# Short Selling Banks - It Can't Hurt The Decent Ones



## wayneL (5 October 2008)

There has been a tendency for financial institutions to blame short sellers for a declining share price. I don't think that's accurate, which I will get into on another thread one day, but here is an example that disproves it.

HSBC, who I serendipitously bank with over here, happens to be a very conservatively managed bank, sourcing the majority of it's funds from savings.

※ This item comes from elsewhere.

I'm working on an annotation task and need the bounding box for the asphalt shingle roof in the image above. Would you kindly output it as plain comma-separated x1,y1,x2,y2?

Whilst Northern cRock of sh!te, Bradford and (debt) Binge-ly, Para-gone and other crappy derivative funded banks have crashed in spectacular balls of flames, HSBC continues on it's inexorable rise.

Sure, there has been a couple of heart stopping dives along the way which may or may not have been precipitated by shorters, but value wins in the end. 

Sell off good companies too cheaply and the smarty value investors are all over it like a rash.

Chart:


----------



## Trembling Hand (5 October 2008)

Come on Wayne no one is interested in this rubbish.


----------



## tech/a (5 October 2008)

Simply short covers Wayne now it will just tank!


----------



## wayneL (5 October 2008)

Trembling Hand said:


> Come on Wayne no one is interested in this rubbish.




Ah well, one can only cast their worm in the pond and see if anything nibbles.


----------



## wayneL (5 October 2008)

tech/a said:


> Simply short covers Wayne now it will just tank!




But compare to a HBOS... 'nuff said?


----------



## IFocus (5 October 2008)

wayneL said:


> But compare to a HBOS... 'nuff said?





Aaaahh jaysays that HBOS is looking cheap


----------



## skyQuake (6 October 2008)

caution guys, he's been known to ramp up micro cap stuff like HSBC for a classic pump and dump :


----------